Filed under: d. Aprile 2010, Omelie Anno 2010 — papolino25 @ 14:05

Letture: At 2, 14. 22-32 Mt 28, 8-15

OMELIA

L’evento della resurrezione di Gesù è divenuto ed è per noi il principio di tutta la nostra esistenza.

Anche noi siamo chiamati a “vedere il Risorto”  come ieri mattina ci suggeriva l’apostolo Pietro, perché l’esperienza della resurrezione è un evento nel quale una persona, il Risorto, si pone in relazione con noi trasformando la nostra vita.

Gesù è risorto perché noi viviamo solo di Lui e la sua presenza è principio determinante per la nostra esistenza.
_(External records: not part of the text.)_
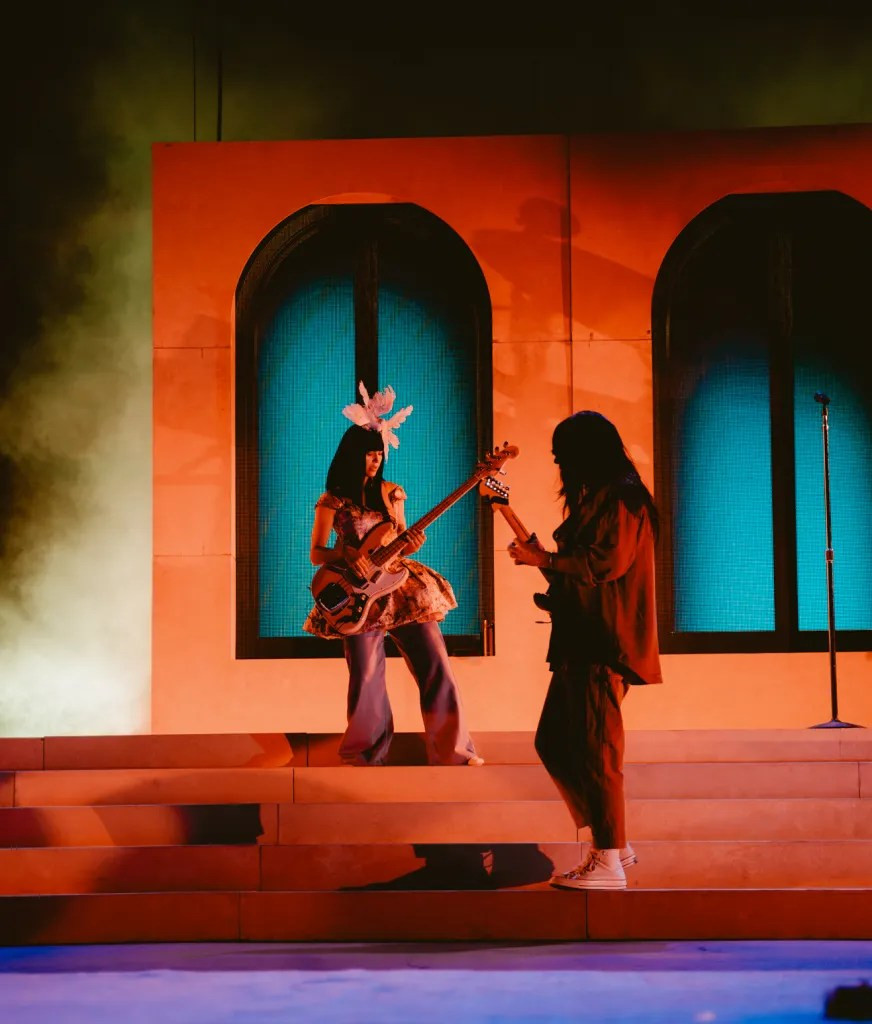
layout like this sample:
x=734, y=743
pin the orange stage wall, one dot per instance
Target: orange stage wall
x=570, y=233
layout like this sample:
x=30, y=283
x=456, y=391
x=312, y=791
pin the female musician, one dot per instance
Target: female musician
x=604, y=634
x=357, y=499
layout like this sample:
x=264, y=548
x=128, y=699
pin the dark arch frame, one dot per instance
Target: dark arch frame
x=786, y=637
x=259, y=291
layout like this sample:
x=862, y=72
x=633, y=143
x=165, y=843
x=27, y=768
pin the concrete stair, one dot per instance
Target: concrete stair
x=182, y=838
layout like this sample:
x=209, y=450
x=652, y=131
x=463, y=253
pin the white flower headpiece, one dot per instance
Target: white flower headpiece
x=372, y=415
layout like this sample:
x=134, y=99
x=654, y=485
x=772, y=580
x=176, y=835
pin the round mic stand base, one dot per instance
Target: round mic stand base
x=835, y=723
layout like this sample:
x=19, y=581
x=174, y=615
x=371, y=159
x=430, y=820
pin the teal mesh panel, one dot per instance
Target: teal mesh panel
x=425, y=354
x=851, y=492
x=304, y=379
x=723, y=530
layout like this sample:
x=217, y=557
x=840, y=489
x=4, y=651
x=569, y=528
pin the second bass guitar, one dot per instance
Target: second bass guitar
x=496, y=495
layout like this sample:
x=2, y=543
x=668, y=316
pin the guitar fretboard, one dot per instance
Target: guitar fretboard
x=395, y=547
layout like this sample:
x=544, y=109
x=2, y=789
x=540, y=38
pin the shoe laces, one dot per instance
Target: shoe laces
x=590, y=864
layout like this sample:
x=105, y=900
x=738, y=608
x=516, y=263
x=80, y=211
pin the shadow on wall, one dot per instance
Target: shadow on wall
x=467, y=865
x=608, y=289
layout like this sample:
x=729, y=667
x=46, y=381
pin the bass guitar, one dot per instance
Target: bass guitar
x=344, y=597
x=495, y=494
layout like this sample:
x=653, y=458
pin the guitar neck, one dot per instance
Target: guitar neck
x=395, y=547
x=519, y=529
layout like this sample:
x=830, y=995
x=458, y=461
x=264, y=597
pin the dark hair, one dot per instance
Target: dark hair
x=592, y=456
x=348, y=468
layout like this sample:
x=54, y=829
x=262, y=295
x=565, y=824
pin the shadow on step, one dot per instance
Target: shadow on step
x=471, y=866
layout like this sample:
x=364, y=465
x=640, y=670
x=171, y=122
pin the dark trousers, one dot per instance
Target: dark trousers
x=580, y=741
x=371, y=723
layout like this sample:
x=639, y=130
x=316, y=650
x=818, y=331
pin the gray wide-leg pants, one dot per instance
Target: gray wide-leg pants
x=371, y=723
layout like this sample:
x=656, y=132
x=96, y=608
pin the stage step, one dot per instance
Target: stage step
x=712, y=864
x=538, y=914
x=139, y=824
x=844, y=779
x=521, y=821
x=697, y=780
x=498, y=821
x=321, y=750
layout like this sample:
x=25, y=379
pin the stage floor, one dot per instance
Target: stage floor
x=423, y=983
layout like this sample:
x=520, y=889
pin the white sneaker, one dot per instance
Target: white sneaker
x=599, y=871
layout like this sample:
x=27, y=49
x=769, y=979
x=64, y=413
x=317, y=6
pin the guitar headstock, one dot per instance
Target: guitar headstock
x=493, y=491
x=492, y=462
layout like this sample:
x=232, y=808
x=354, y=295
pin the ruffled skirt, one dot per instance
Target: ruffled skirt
x=424, y=596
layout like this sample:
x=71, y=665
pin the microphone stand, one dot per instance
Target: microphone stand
x=834, y=722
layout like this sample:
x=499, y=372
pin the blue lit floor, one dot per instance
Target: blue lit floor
x=422, y=983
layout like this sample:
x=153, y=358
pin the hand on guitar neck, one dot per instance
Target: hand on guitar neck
x=526, y=549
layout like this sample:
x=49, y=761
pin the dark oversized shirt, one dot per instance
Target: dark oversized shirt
x=602, y=595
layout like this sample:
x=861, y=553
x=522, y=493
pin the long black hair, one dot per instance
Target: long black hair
x=349, y=467
x=591, y=455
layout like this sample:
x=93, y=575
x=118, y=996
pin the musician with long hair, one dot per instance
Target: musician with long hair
x=604, y=634
x=356, y=500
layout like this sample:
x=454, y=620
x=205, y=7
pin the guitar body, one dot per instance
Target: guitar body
x=343, y=597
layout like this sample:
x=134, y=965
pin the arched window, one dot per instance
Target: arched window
x=387, y=294
x=761, y=301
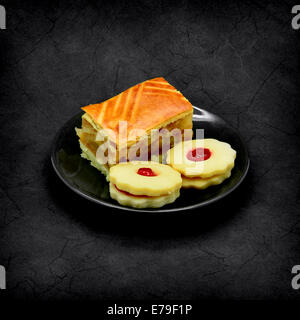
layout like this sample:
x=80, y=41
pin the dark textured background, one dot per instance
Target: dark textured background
x=238, y=60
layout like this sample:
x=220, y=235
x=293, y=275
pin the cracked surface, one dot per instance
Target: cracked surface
x=240, y=61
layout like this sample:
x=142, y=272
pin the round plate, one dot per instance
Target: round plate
x=81, y=177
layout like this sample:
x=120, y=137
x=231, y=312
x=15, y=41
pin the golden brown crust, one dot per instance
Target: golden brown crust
x=151, y=104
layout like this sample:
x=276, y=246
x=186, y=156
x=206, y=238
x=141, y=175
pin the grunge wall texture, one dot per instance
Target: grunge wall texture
x=239, y=60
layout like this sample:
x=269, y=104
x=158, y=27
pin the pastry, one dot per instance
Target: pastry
x=148, y=107
x=202, y=163
x=144, y=184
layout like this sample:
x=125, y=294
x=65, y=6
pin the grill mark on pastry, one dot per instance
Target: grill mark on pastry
x=116, y=105
x=102, y=112
x=127, y=102
x=137, y=101
x=153, y=93
x=159, y=82
x=162, y=89
x=126, y=105
x=131, y=104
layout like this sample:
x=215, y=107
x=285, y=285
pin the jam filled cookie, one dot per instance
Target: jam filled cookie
x=199, y=183
x=203, y=158
x=144, y=184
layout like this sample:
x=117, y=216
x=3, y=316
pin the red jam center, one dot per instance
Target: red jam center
x=147, y=172
x=198, y=154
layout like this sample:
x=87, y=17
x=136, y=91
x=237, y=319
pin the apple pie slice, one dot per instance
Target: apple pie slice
x=134, y=120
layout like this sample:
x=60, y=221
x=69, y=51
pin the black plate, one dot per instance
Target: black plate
x=88, y=182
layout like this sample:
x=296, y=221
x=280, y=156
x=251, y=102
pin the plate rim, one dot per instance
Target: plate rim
x=153, y=210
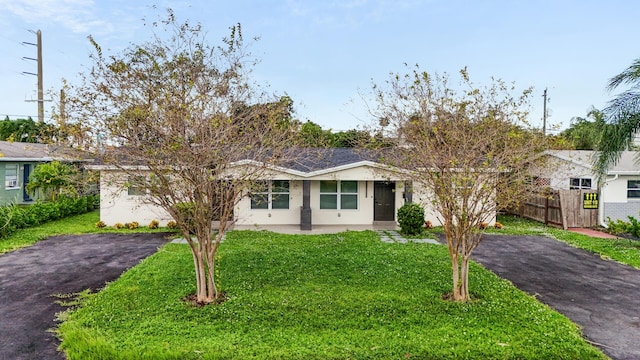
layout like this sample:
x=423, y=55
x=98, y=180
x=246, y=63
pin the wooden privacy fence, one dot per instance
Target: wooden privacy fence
x=564, y=208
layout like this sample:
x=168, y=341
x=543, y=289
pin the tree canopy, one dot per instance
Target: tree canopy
x=623, y=116
x=175, y=116
x=585, y=133
x=469, y=146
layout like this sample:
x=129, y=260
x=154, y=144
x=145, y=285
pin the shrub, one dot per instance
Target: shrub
x=411, y=218
x=13, y=217
x=132, y=225
x=634, y=227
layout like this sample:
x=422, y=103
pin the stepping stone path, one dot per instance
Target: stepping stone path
x=392, y=236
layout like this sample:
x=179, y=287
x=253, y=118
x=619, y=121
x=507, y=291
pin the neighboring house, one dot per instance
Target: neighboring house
x=17, y=161
x=619, y=195
x=327, y=187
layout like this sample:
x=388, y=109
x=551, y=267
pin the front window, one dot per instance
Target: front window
x=135, y=186
x=633, y=189
x=339, y=195
x=270, y=195
x=11, y=176
x=579, y=183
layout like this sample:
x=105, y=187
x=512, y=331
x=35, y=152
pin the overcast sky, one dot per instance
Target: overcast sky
x=324, y=53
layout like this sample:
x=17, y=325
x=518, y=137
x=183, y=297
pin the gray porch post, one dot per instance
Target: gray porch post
x=305, y=210
x=408, y=191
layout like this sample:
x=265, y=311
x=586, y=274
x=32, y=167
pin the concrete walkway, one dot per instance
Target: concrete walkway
x=392, y=236
x=592, y=233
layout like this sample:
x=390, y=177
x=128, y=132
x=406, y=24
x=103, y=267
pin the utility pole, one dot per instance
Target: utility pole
x=544, y=113
x=40, y=100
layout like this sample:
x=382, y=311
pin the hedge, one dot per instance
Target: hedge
x=14, y=217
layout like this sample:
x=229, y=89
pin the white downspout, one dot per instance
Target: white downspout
x=601, y=210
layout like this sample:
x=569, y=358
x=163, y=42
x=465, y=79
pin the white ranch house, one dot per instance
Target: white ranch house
x=341, y=187
x=619, y=195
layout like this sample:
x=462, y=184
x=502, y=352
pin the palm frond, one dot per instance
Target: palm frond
x=630, y=75
x=623, y=117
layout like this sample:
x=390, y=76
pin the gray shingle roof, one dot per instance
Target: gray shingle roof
x=18, y=151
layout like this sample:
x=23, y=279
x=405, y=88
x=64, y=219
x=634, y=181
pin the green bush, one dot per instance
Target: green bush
x=13, y=217
x=616, y=227
x=411, y=219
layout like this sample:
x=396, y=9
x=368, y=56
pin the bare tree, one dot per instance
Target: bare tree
x=181, y=122
x=467, y=145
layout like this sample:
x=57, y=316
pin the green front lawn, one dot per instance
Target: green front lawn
x=338, y=296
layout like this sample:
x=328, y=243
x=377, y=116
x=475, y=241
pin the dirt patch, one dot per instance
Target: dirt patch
x=30, y=279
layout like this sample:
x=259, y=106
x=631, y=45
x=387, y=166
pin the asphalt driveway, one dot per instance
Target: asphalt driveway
x=30, y=277
x=603, y=297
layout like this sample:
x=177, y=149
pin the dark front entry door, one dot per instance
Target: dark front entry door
x=383, y=201
x=25, y=181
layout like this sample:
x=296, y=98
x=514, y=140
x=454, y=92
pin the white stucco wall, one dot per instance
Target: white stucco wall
x=118, y=207
x=559, y=171
x=614, y=189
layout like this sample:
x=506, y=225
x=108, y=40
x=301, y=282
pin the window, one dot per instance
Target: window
x=11, y=176
x=633, y=189
x=135, y=186
x=270, y=195
x=579, y=183
x=339, y=195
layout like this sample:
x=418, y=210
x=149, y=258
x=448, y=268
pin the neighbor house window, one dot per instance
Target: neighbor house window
x=271, y=195
x=11, y=176
x=339, y=195
x=633, y=189
x=135, y=186
x=579, y=183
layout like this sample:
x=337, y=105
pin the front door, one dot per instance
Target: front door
x=384, y=201
x=25, y=180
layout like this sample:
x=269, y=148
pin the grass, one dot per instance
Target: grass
x=79, y=224
x=621, y=250
x=334, y=296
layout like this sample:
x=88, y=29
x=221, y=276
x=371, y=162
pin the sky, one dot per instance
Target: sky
x=325, y=54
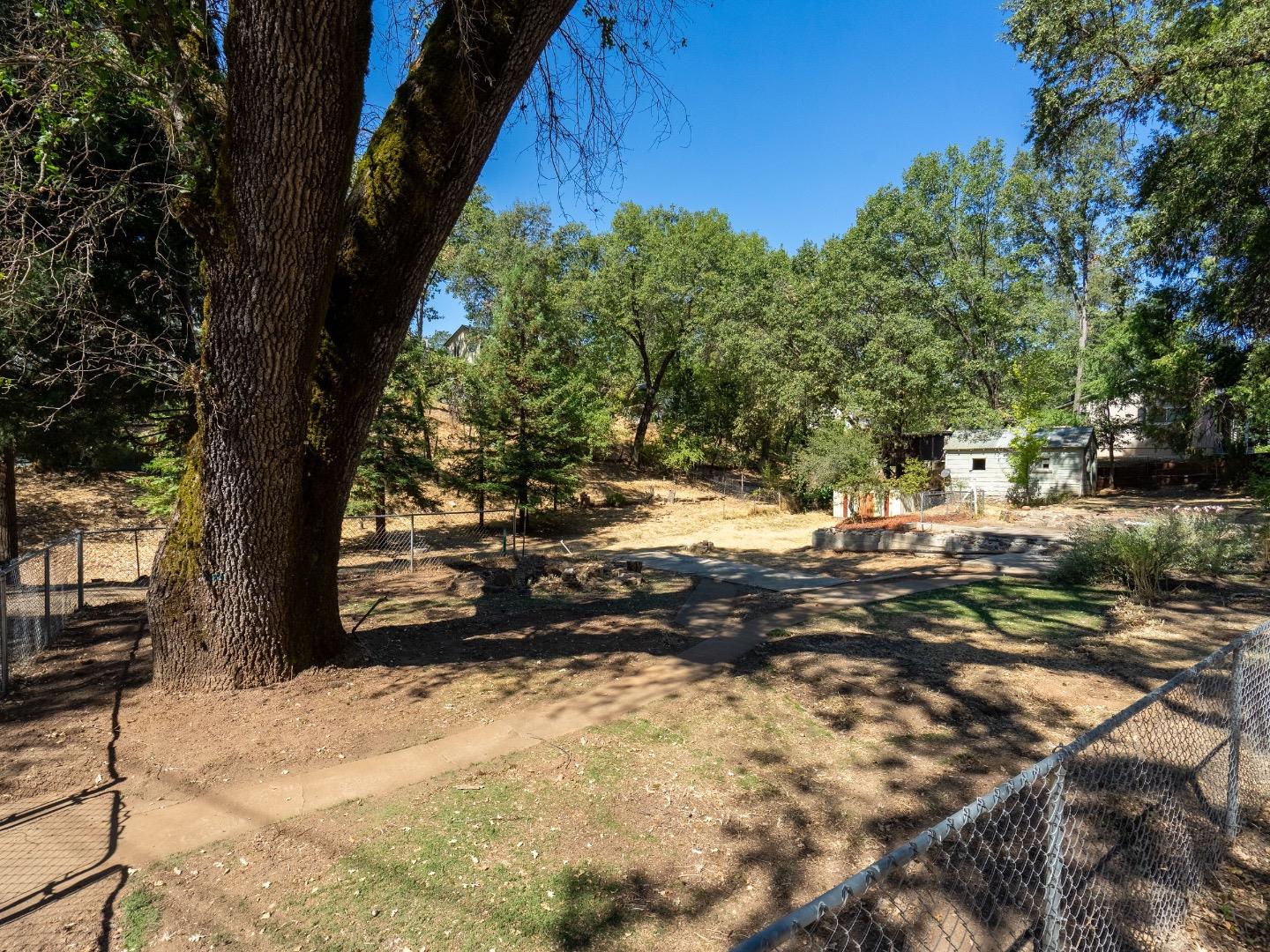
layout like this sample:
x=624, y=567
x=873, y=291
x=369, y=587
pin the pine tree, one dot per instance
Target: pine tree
x=533, y=414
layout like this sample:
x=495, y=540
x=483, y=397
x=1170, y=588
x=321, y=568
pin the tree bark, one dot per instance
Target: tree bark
x=8, y=502
x=228, y=606
x=1084, y=315
x=311, y=288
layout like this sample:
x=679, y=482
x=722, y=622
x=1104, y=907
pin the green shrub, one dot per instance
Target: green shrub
x=1218, y=546
x=839, y=457
x=914, y=479
x=140, y=911
x=1027, y=450
x=1140, y=555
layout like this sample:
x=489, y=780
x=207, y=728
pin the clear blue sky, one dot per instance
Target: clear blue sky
x=796, y=111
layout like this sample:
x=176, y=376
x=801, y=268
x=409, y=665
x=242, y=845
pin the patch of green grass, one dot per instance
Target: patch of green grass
x=140, y=913
x=638, y=730
x=469, y=874
x=1015, y=608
Davanti a questo ineffabile dono, in noi, c’è sempre il grosso interrogativo: come possiamo vedere il Signore per poterlo veramente gustare, condividere, facendolo diventare la speranza della nostra vita?

La Parola alla quale questa mattina Gesù ci indirizza potrebbe aiutarci a ritrovare il modo con il quale possiamo veramente accostarci al Risorto vivendone la presenza.

L’esperienza delle donne dopo l’annuncio degli angeli potrebbe essere per noi la strada da percorrere in vista di una autentica esperienza del Risorto. Non per nulla nella narrazione evangelica prima si mettono in luce i sentimenti delle donne e, alla luce di questi sentimenti, ecco appare loro il Risorto perché quei due sentimenti delle donne sono l’esperienza nella quale dobbiamo entrare.

Le donne sono qualificate da questi due atteggiamenti: timore e gioia grande, atteggiamenti che dovrebbero qualificare il nostro intimo in modo che possiamo veramente contemplare il Risorto, gioia della nostra esistenza.

Innanzitutto il primo atteggiamento: “timore”.  Quando sentiamo, nell’ordine evangelico, questa espressione essa non indica affatto paura, ma è l’espressione normale quando Dio appare in modo meraviglioso. Questo lo cogliamo in tutta la vicenda di Gesù: quando Gesù fa’ qualcosa di grande,  i discepoli e le folle sono prese da timore.

Il timore infatti è l’atteggiamento dell’uomo che si lascia stupire dall’agire improvviso di Dio, un agire improvviso che va aldilà delle nostre attese, delle nostre aspettative, qualcosa che appartiene alla gratuità rivelativa di Dio.